“Andar com o auxílio de uma tecnologia que usa a força do meu próprio corpo é a prova de que todo meu esforço valeu a pena” celebra Mara Gabrilli (PSD- SP) sobre o exoesqueleto Atalante ao JCB.
Em 27 de abril de 2023, Mara Gabrilli (PSD- SP), ex-candidata à vice-presidência da república em 2022 e atual senadora pelo estado de São Paulo, compartilhou um vídeo que viralizou em suas redes sociais: o teste do exoesqueleto Atalante.
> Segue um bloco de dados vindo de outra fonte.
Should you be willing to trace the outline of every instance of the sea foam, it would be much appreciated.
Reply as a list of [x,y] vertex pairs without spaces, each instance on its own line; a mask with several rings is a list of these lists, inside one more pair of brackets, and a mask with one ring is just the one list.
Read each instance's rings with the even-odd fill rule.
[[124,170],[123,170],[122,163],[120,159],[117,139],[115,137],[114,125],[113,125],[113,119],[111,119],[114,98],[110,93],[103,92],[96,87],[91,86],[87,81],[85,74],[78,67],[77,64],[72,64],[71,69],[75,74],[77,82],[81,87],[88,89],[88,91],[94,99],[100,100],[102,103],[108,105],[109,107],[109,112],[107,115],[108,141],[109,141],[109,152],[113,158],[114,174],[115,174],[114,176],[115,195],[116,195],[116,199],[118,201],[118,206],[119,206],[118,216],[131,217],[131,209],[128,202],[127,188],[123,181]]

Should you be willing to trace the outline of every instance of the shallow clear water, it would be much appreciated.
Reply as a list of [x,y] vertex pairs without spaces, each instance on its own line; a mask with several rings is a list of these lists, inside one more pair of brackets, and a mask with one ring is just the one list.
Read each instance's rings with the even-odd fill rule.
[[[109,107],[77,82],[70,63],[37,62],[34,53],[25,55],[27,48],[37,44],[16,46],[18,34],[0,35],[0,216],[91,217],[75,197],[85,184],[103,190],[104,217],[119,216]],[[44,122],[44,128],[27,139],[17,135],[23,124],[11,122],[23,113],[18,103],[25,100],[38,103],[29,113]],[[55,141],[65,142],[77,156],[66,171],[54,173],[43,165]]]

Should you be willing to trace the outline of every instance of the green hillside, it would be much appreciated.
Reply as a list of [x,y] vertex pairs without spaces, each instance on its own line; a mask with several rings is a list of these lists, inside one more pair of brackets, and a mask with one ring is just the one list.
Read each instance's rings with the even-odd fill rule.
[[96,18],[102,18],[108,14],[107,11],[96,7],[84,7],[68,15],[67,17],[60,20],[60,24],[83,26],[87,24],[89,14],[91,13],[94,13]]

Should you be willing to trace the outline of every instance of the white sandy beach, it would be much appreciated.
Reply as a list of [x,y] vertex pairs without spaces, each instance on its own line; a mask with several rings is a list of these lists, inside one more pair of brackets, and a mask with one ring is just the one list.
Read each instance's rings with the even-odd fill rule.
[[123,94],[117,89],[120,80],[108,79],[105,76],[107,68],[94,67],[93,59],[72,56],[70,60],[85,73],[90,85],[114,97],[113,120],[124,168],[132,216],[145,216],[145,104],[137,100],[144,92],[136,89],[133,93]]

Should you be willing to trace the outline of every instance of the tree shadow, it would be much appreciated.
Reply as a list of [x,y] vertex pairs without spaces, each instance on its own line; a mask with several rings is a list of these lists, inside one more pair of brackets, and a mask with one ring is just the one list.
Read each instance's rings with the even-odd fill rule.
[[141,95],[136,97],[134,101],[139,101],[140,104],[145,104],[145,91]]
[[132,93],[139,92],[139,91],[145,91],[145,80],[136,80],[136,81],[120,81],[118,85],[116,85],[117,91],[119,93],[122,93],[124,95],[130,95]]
Após quase 30 anos sem movimentar as pernas devido a um acidente de carro, a parlamentar pôde, enfim, sentir a sensação de andar novamente com o auxílio da nova tecnologia. (https://www.instagram.com/reel/CrjHQvqudni/?igshid=NjZiM2M3MzIxNA==)
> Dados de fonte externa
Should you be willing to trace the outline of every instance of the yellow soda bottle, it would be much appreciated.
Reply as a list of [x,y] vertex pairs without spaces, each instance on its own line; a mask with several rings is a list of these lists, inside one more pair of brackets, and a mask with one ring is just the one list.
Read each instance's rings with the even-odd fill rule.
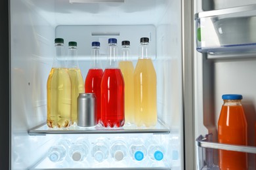
[[140,39],[140,54],[134,73],[135,122],[137,126],[152,127],[158,121],[156,73],[148,56],[149,39]]
[[68,72],[72,82],[71,97],[71,124],[77,122],[77,97],[79,94],[85,92],[85,84],[79,68],[77,56],[77,43],[75,41],[68,42]]
[[47,80],[48,127],[70,126],[71,120],[71,79],[64,67],[64,40],[55,39],[56,56]]
[[123,58],[119,62],[119,67],[123,75],[125,82],[125,123],[134,124],[134,83],[133,73],[134,67],[129,58],[130,41],[123,41],[121,55]]

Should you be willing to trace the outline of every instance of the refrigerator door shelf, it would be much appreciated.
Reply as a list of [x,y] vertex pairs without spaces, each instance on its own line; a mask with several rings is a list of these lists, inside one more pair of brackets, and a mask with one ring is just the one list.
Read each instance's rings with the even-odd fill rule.
[[68,128],[53,129],[47,125],[43,124],[28,131],[30,135],[45,135],[47,134],[106,134],[106,133],[170,133],[169,128],[163,122],[158,120],[155,127],[140,127],[133,125],[125,125],[121,128],[104,128],[97,125],[93,128],[79,128],[72,126]]
[[256,5],[195,14],[196,49],[218,54],[256,52]]
[[200,135],[196,139],[198,169],[219,169],[215,160],[217,150],[220,149],[256,154],[255,146],[222,144],[211,141],[212,134]]

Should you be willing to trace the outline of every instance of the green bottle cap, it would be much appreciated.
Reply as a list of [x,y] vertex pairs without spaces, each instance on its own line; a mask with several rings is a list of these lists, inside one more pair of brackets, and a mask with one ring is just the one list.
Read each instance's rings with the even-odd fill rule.
[[70,41],[68,42],[68,46],[77,46],[77,43],[75,41]]
[[64,43],[64,39],[62,38],[56,38],[54,41],[55,43],[58,43],[58,42]]

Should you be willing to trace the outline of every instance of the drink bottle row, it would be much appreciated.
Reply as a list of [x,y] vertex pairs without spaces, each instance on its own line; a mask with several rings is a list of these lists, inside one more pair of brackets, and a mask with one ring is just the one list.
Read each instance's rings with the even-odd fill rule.
[[[130,42],[123,41],[121,54],[116,39],[108,39],[106,67],[102,69],[100,42],[93,42],[91,64],[85,82],[78,66],[77,42],[69,42],[65,60],[64,39],[55,39],[56,56],[47,80],[47,126],[66,128],[77,122],[77,97],[93,93],[95,124],[138,127],[156,124],[156,73],[149,58],[149,39],[140,39],[139,59],[134,68]],[[85,121],[87,121],[85,120]]]
[[131,138],[128,142],[123,137],[110,140],[98,137],[90,143],[85,137],[78,137],[72,142],[68,138],[59,139],[48,150],[48,158],[53,162],[64,160],[83,162],[92,158],[96,162],[102,162],[109,157],[115,162],[132,159],[140,162],[147,157],[152,161],[161,161],[165,156],[163,146],[154,139],[144,143],[140,138]]

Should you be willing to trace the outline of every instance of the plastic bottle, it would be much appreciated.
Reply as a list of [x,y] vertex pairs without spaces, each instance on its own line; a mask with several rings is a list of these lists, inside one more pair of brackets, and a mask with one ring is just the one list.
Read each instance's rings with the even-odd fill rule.
[[56,56],[47,80],[47,126],[70,126],[72,82],[64,59],[64,40],[55,39]]
[[156,126],[156,73],[149,58],[149,39],[140,39],[140,53],[134,73],[135,113],[137,126]]
[[75,162],[84,161],[88,156],[89,150],[89,142],[87,138],[79,137],[70,148],[70,158]]
[[110,147],[110,154],[115,161],[119,162],[125,160],[127,156],[127,152],[128,148],[124,138],[113,139]]
[[121,127],[125,124],[125,84],[118,68],[116,39],[108,39],[108,66],[101,80],[101,122],[104,127]]
[[130,41],[123,41],[121,50],[121,60],[119,62],[125,82],[125,123],[135,123],[134,112],[134,67],[130,58]]
[[100,42],[93,42],[91,50],[91,68],[85,78],[85,93],[94,93],[96,98],[96,122],[100,122],[101,90],[100,83],[103,70],[100,61]]
[[[225,94],[218,122],[218,141],[220,143],[247,145],[247,122],[242,95]],[[221,169],[247,169],[247,154],[219,150]]]
[[133,160],[143,160],[147,154],[146,148],[142,139],[133,138],[130,141],[129,153]]
[[84,83],[80,69],[77,60],[77,43],[75,41],[68,42],[68,72],[71,78],[72,98],[71,98],[71,124],[77,122],[77,97],[79,94],[84,93]]
[[96,139],[91,150],[91,156],[98,162],[102,162],[108,158],[108,139],[100,137]]
[[59,139],[48,150],[48,158],[53,162],[63,161],[67,156],[71,141],[67,138]]
[[153,139],[147,140],[146,144],[148,155],[153,161],[161,161],[163,159],[165,153],[165,148],[160,143]]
Apesar dos testes com a senadora terem ocorrido em Nova Iorque (NY, EUA), o instrumento utilizado é de origem europeia, especificamente, da empresa francesa Wandercraft. (https://en.wandercraft.eu/). Buscando, inicialmente, a reabilitação de vítimas de AVC- agora, já expandido para paralisia com causas diversas e diferentes tipos de redução de mobilidade -, a startup desenvolveu o Atalante considerando abordagens que buscam tornar a experiência o mais próxima de um caminhar usual: braços livres, movimento multidirecional, coluna ereta, utilizando o peso do próprio corpo e dois pés no chão. O esperado é que o exoesqueleto torne seus usuários capazes de realizar tarefas do dia-a-dia, fornecendo-os, assim, liberdade.
Quem pode utilizar o exoesqueleto, de acordo com a empresa Wandercraft, são adultos com paralisia total ou parcial, ou com hemiplegia (paralisia em apenas um lado do corpo) causada por danos cerebrais. Apesar da inspiração e semelhança fonética com Atalanta, a corredora da mitologia grega, há, ainda, a ressalva de que o aparelho não é designado para realização de esportes ou subir e descer escadas.
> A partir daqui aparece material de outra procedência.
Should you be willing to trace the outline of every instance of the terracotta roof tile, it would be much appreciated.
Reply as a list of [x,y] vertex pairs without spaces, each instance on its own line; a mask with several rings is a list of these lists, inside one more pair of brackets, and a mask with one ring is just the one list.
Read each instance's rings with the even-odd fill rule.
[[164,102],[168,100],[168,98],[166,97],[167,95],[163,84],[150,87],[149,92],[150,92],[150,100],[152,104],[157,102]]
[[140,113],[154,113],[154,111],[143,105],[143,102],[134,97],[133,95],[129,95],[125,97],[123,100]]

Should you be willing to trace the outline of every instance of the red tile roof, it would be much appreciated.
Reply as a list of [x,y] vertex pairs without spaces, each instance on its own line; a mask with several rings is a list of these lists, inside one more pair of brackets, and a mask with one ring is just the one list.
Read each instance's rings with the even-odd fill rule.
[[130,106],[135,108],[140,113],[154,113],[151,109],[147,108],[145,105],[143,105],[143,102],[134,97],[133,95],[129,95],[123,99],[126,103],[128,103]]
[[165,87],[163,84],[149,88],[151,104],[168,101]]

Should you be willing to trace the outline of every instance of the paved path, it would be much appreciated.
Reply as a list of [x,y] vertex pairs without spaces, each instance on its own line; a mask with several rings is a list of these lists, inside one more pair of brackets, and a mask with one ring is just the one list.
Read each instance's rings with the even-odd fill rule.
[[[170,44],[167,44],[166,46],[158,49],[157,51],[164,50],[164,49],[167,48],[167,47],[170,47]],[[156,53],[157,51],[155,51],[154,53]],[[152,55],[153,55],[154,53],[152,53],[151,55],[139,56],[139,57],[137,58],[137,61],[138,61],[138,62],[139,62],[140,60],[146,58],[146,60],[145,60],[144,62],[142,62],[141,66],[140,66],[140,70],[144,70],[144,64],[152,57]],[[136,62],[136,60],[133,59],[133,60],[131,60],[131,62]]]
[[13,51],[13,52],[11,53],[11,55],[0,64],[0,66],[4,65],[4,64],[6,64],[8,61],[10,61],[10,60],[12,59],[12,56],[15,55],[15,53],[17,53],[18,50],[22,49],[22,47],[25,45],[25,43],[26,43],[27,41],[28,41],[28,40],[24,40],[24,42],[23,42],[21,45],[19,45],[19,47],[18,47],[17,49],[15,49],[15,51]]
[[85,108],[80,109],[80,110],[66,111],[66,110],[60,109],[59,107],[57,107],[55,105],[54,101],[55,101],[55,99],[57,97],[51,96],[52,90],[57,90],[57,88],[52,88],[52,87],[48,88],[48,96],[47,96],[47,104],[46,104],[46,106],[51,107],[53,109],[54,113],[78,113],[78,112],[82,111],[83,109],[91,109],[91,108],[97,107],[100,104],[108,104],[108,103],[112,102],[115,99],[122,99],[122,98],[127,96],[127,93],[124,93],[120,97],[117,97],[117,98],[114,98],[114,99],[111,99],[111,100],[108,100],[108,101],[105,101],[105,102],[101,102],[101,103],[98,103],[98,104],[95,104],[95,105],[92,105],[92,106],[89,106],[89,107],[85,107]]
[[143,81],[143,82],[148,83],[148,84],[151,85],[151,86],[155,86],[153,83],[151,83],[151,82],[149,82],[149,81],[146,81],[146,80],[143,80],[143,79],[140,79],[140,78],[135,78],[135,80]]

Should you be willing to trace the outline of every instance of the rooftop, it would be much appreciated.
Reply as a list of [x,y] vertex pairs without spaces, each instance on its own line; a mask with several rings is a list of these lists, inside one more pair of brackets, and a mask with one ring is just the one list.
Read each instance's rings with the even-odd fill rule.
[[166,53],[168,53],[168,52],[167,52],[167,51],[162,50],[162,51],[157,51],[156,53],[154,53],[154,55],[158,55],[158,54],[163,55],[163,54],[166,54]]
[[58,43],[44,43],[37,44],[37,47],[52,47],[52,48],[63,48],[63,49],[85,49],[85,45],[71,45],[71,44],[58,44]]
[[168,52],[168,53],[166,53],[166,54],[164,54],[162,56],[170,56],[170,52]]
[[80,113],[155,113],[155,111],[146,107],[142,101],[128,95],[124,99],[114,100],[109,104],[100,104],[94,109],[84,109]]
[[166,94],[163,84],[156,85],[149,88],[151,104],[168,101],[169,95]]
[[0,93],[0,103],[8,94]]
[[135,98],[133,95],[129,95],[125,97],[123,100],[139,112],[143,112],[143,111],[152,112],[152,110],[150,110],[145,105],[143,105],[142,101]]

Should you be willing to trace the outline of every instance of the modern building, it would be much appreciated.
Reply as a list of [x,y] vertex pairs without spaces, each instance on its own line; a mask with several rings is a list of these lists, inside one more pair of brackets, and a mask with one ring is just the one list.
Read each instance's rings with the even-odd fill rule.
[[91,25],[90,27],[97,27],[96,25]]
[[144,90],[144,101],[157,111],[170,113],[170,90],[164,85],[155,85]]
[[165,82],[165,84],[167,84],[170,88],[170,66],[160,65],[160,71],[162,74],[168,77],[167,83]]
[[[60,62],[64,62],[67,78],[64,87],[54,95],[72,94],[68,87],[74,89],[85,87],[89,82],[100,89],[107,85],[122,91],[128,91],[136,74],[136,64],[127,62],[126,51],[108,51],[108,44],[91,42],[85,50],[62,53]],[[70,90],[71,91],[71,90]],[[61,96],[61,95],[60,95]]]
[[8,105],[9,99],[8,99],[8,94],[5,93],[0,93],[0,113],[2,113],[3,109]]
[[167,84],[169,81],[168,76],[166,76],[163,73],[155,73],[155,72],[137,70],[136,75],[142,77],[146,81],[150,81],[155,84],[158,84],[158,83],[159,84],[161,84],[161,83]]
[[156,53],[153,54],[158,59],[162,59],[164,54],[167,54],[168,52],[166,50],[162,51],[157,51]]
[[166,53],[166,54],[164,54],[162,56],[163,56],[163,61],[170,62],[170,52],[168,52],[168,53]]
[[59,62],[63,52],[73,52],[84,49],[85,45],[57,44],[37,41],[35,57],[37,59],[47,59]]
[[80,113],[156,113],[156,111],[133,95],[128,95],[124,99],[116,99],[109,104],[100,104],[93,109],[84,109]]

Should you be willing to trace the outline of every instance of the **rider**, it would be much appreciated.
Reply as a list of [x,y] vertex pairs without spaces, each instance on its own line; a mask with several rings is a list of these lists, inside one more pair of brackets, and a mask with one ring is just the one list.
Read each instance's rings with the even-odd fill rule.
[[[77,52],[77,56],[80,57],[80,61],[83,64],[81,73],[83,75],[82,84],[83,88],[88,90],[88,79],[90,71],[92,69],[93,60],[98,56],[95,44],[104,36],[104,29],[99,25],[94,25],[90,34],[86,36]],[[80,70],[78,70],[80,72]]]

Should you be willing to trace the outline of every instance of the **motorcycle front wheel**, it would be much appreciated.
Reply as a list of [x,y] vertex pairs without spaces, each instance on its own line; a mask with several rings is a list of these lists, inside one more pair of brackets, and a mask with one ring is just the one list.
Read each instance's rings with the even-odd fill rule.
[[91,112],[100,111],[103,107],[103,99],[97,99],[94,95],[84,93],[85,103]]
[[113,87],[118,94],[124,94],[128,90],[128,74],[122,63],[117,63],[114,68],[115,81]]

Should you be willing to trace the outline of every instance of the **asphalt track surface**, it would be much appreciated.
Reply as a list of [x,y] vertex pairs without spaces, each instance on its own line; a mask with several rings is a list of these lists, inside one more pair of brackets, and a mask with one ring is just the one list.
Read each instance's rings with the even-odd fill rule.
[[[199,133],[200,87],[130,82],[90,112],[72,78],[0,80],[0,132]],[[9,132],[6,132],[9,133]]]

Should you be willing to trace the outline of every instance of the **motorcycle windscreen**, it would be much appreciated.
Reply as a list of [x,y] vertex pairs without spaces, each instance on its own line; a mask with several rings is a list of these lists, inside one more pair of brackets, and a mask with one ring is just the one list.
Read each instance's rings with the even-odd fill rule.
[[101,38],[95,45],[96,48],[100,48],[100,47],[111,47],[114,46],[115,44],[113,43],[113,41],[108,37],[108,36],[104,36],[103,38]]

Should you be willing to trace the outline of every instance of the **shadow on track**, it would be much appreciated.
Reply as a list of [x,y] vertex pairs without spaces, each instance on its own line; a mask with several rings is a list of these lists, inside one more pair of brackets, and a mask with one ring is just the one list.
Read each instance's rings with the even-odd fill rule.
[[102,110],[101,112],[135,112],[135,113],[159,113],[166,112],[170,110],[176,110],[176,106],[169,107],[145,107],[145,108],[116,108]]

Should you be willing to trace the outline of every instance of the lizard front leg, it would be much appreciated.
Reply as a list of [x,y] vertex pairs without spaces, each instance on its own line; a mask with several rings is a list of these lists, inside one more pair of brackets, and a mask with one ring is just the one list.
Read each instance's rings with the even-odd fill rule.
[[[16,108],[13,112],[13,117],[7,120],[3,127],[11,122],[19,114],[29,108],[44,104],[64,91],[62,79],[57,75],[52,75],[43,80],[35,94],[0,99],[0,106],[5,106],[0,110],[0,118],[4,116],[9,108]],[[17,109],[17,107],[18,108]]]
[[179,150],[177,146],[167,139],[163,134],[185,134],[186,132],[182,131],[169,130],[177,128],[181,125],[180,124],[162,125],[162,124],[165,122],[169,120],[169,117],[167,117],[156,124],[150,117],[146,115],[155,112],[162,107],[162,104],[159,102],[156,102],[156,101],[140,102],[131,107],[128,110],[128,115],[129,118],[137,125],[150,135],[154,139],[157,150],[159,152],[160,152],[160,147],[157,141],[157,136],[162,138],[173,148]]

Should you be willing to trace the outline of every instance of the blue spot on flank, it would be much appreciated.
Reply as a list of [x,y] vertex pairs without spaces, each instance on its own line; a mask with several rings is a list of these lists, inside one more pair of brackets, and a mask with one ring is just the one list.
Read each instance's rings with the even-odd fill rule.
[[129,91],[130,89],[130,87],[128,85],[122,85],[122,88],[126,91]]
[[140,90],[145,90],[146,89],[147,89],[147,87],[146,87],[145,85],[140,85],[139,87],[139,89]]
O equipamento foi projetado para ser ajustável ao paciente e seus devidos estágios de reabilitação motora. Para isso, promove o auto suporte (o usuário consegue, de forma segura, ficar de pé no exoesqueleto) ao atuar, principalmente, na região quadril-joelho-calcanhar, com um total de 12 diferentes níveis, e utilizar os controles intuitivos do corpo humano.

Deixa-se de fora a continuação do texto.